Fizzled out on the same old flapjacks? These incredibly light-tasting and satisfying oatmeal-almond pancakes will turn breakfast from black and white into full color. To make these pancakes gluten-free, sub in almond flour for the all-purpose flour. Recipe courtesy of the California Almond Board.
To roast slivered, chopped, or sliced almonds: Spread in an ungreased baking pan. Place in 350 degrees F oven and bake 5 to 6 minutes or until golden brown and fragrant; stir once or twice to ensure even browning. Note that almonds will continue to roast slightly after removing from oven.

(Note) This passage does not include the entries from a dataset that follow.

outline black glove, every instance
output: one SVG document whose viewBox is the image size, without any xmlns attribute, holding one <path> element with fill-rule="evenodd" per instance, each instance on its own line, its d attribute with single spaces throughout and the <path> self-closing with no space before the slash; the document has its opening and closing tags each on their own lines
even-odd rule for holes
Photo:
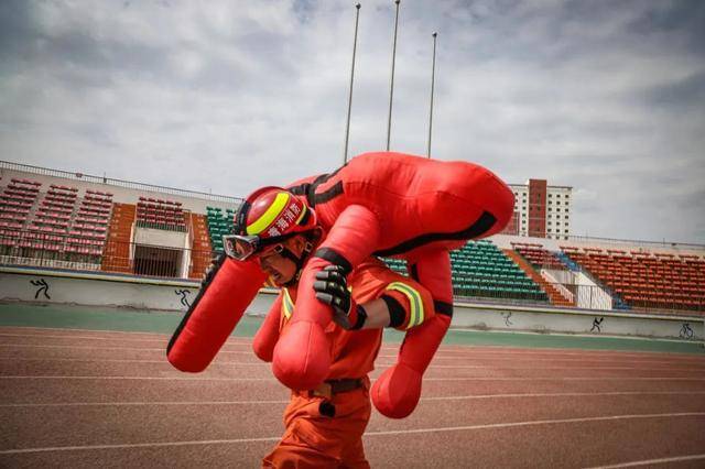
<svg viewBox="0 0 705 469">
<path fill-rule="evenodd" d="M 333 307 L 333 320 L 346 330 L 361 329 L 367 313 L 350 296 L 344 270 L 339 265 L 327 265 L 316 273 L 313 284 L 316 298 Z"/>
</svg>

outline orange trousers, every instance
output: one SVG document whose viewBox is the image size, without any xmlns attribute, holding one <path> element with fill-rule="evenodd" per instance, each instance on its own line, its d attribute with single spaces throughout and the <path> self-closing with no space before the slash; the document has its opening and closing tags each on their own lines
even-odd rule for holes
<svg viewBox="0 0 705 469">
<path fill-rule="evenodd" d="M 335 406 L 335 416 L 322 415 L 323 402 Z M 312 396 L 308 391 L 292 392 L 284 412 L 284 436 L 262 460 L 262 467 L 369 468 L 362 434 L 371 410 L 368 379 L 365 380 L 365 388 L 330 399 Z"/>
</svg>

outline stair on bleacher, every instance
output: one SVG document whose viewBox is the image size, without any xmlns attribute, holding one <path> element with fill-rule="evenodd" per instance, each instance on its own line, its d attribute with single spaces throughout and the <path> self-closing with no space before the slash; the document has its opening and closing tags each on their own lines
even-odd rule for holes
<svg viewBox="0 0 705 469">
<path fill-rule="evenodd" d="M 453 290 L 457 296 L 546 302 L 541 291 L 490 241 L 470 241 L 451 252 Z"/>
<path fill-rule="evenodd" d="M 505 254 L 509 257 L 519 268 L 534 282 L 536 283 L 541 290 L 543 290 L 546 295 L 549 295 L 549 301 L 554 306 L 570 307 L 575 306 L 573 302 L 564 297 L 561 292 L 549 282 L 546 282 L 540 273 L 538 273 L 529 262 L 524 258 L 521 257 L 517 251 L 512 249 L 506 249 Z"/>
<path fill-rule="evenodd" d="M 101 269 L 107 272 L 132 273 L 130 263 L 130 236 L 137 207 L 131 204 L 113 205 L 108 228 L 108 242 L 102 257 Z"/>
<path fill-rule="evenodd" d="M 213 248 L 208 237 L 208 221 L 205 215 L 191 212 L 191 227 L 193 233 L 193 248 L 191 250 L 189 279 L 202 279 L 210 265 Z"/>
<path fill-rule="evenodd" d="M 225 211 L 218 207 L 206 207 L 210 246 L 215 252 L 223 252 L 223 236 L 232 233 L 232 218 L 235 210 L 228 208 Z"/>
</svg>

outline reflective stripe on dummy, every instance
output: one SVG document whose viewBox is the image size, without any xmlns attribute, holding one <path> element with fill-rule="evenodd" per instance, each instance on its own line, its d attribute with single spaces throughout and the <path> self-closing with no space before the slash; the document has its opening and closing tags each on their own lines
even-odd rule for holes
<svg viewBox="0 0 705 469">
<path fill-rule="evenodd" d="M 379 230 L 379 221 L 371 210 L 351 205 L 339 215 L 318 250 L 337 252 L 356 266 L 375 250 Z M 324 330 L 330 324 L 333 313 L 329 306 L 316 299 L 313 290 L 316 273 L 330 264 L 315 254 L 306 262 L 289 330 L 274 347 L 272 371 L 292 390 L 317 388 L 330 369 L 330 345 Z"/>
<path fill-rule="evenodd" d="M 447 255 L 448 249 L 459 248 L 464 240 L 500 231 L 511 218 L 514 205 L 512 190 L 485 167 L 393 152 L 359 155 L 334 174 L 302 182 L 296 190 L 306 193 L 308 203 L 315 205 L 321 227 L 328 232 L 319 248 L 345 259 L 352 269 L 375 252 L 419 260 L 420 265 L 440 250 Z M 313 292 L 316 272 L 330 263 L 329 259 L 315 257 L 307 262 L 291 328 L 274 349 L 274 374 L 291 389 L 316 388 L 330 367 L 324 328 L 330 323 L 332 312 Z M 451 287 L 449 262 L 444 274 Z M 420 283 L 427 286 L 423 276 Z M 434 299 L 452 302 L 452 297 L 442 296 L 434 293 Z M 422 363 L 431 360 L 443 339 L 449 323 L 444 317 L 426 319 L 409 329 L 408 339 L 409 335 L 420 335 L 414 332 L 419 329 L 429 331 L 425 334 L 430 337 L 430 345 L 421 346 L 413 373 L 425 370 Z M 422 339 L 417 339 L 420 343 Z M 406 361 L 414 360 L 408 357 Z M 416 384 L 420 392 L 420 378 Z M 392 413 L 400 415 L 413 410 L 415 401 L 404 401 L 405 407 Z M 392 407 L 397 402 L 389 400 Z"/>
<path fill-rule="evenodd" d="M 290 320 L 291 315 L 294 314 L 294 302 L 291 301 L 288 288 L 282 288 L 282 310 L 286 320 Z"/>
<path fill-rule="evenodd" d="M 429 288 L 434 303 L 452 304 L 453 283 L 448 251 L 429 252 L 410 268 L 416 274 L 419 283 Z M 406 331 L 397 364 L 384 370 L 370 390 L 372 403 L 382 415 L 403 418 L 416 407 L 421 397 L 423 373 L 449 325 L 451 316 L 436 312 L 435 316 L 421 326 Z"/>
<path fill-rule="evenodd" d="M 401 292 L 409 298 L 410 318 L 406 329 L 419 326 L 424 321 L 423 299 L 421 294 L 402 282 L 390 283 L 387 290 Z"/>
<path fill-rule="evenodd" d="M 205 370 L 265 277 L 256 261 L 223 258 L 172 336 L 166 349 L 170 363 L 181 371 Z"/>
</svg>

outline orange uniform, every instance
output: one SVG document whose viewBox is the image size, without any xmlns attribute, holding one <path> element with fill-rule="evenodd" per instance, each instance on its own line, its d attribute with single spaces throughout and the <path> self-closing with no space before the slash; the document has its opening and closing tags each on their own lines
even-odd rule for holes
<svg viewBox="0 0 705 469">
<path fill-rule="evenodd" d="M 423 286 L 373 258 L 350 273 L 348 285 L 358 304 L 383 295 L 397 301 L 405 314 L 397 326 L 400 330 L 419 326 L 435 314 L 431 294 Z M 267 361 L 271 361 L 279 336 L 286 332 L 295 294 L 296 287 L 281 290 L 254 339 L 256 353 Z M 369 467 L 362 448 L 371 414 L 367 374 L 375 369 L 382 329 L 345 330 L 330 323 L 325 334 L 330 343 L 329 374 L 316 390 L 292 391 L 284 413 L 286 430 L 262 461 L 263 467 Z M 332 392 L 343 382 L 350 389 Z"/>
</svg>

This oatmeal offers fiber and vitamin E at breakfast time.
- 1 ¼ Cup all-purpose flour
- ¾ Cup quick-cooking rolled oats
- 3 Tablespoons sugar
- 1 ½ Teaspoon baking powder
- ½ Teaspoon salt
- 1 ½ Cup enriched almond milk, plain or vanilla
- 5 Tablespoons almond oil or corn oil
- 2 large eggs
- ½ Teaspoon almond extract
- ½ Teaspoon cider or white wine vinegar
- ½ Cup slivered almonds, roasted
Whisk together the flour, oats, sugar, baking powder, and salt in a large bowl. In another bowl, whisk together the almond milk, 3 tablespoons of the oil, eggs, almond extract, and vinegar. Add the wet ingredients to dry ones and whisk just until mixed. Fold in the almonds.
Use some of the remaining oil to lightly grease a large skillet or griddle pan, and heat over medium heat. Ladle ¼ cup batter for each pancake. Cook each cake until brown on both sides, flipping once, and using more oil as necessary. Serve.